L’objectif du présent projet est de proposer une analyse pluridisciplinaire à l’échelle internationale de la création et de la gouvernance de l’imaginaire urbain afin de préciser les attendus et perspectives de la CIté. Ce colloque souhaite d’instaurer un regard croisé entre les recherches en sciences humaines et sociales sur la Cité et la création artistique. Comment les acteurs artistiques articulent-ils la Cité, comment travaillent-ils les notions de la représentation, de la participation, de la créativité ? Comment peut-on articuler création et gouvernance de l’imaginaire ? Peut-on gouverner l’imaginaire ? Si l’art, la création et l’image ne pose qu’un cadre, comment peuvent-ils oeuvrer en tant que passeurs ? Nous encourageons les contributions émanant des champs disciplinaires des Sciences humaines et sociales et des Arts, dans une perspective transdisciplinaire capable de répondre aux problématiques évoquées.

Mots clefs: 

- La Cité, l'espace public

-Participation, public authorship

-Création des imaginaires, représentation et identité

-Gestion et autogestion, politics of place

-Dire la ville, faire la cité

Colloque labelisé MSH, équipe d’accueil Arts : pratiques et poétiques (EA 3208), programme de recherche Pratiques artistiques, société et urbanité. Interactions, limites et interférences, sous la responsabilité de Denis Briand et Marion Hohlfeldt, université Rennes 2.
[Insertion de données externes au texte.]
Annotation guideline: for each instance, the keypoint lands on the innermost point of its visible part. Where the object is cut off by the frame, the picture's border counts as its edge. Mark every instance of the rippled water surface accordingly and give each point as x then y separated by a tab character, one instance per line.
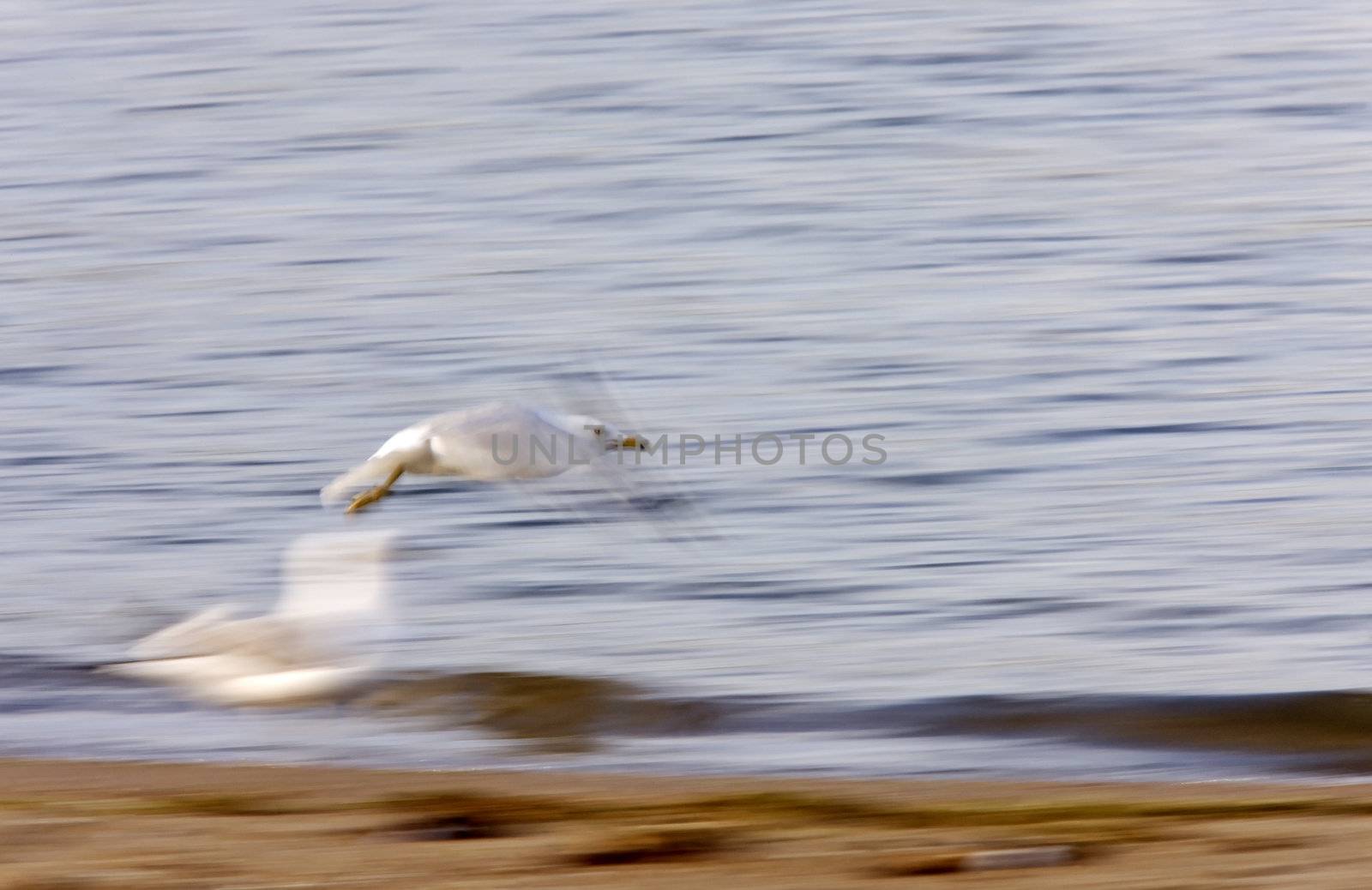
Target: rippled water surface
1098	274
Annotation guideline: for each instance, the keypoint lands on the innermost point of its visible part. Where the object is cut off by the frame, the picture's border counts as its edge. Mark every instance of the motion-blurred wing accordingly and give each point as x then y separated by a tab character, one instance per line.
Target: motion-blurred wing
334	590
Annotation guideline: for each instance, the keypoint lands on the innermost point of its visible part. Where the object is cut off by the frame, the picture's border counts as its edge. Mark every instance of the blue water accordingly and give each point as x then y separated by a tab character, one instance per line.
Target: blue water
1098	274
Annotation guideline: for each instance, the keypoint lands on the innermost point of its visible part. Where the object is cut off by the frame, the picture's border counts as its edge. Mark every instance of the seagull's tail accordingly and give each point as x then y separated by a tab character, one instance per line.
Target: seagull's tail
372	471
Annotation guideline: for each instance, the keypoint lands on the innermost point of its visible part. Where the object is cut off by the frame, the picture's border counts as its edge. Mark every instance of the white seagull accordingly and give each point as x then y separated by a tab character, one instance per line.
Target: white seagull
319	642
493	442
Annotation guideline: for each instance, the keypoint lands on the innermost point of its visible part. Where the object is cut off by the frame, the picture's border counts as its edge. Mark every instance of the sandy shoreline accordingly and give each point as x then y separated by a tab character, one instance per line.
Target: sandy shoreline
77	825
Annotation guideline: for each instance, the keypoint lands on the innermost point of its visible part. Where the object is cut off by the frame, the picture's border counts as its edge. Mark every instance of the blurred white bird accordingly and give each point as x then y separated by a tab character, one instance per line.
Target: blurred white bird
320	640
494	442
Responsable scientifique : Marion Hohlfeldt

Commité scientifique : Catherine Guy (urbaniste, Rennes 2), Dominique Jézéquellou (architecte, ENSAB Rennes), Christian Le Bart (politiste, Rennes 1), Malcolm Miles (science culturelles, University of Plymouth), André Sauvage (science humaines et sociale, Rennes 2), Olga Schmedling (historienne de l’art, IFIKK, University of Oslo)

 

Nous vous invitons à faire parvenir un résumé ne dépassant pas les 2000 signes pour le 12 février 2012 au plus tard avec votre nom, fonction, et contact à Marion Hohlfeldt (marion.hohlfeldt@univ-rennes2.fr) ou Ophélie Queffurus (ophelie.queffurus@hotmail.fr)

Ce colloque sera organisé les 26 et 27 avril 2012, à l'Université Rennes II en partenariat avec l'Ecole d'architecture de Bretagne et la Maison des Sciences de l'Homme de Bretagne (label MSH)

[1] Jean-Jacques Rousseau, Du Contrat social, I, vi, note*, in Oeuvres complètes, Paris, Gallimard, Bibliothèque de la Pléiade, 5 vol., 1959-1995, vol. III, p. 361.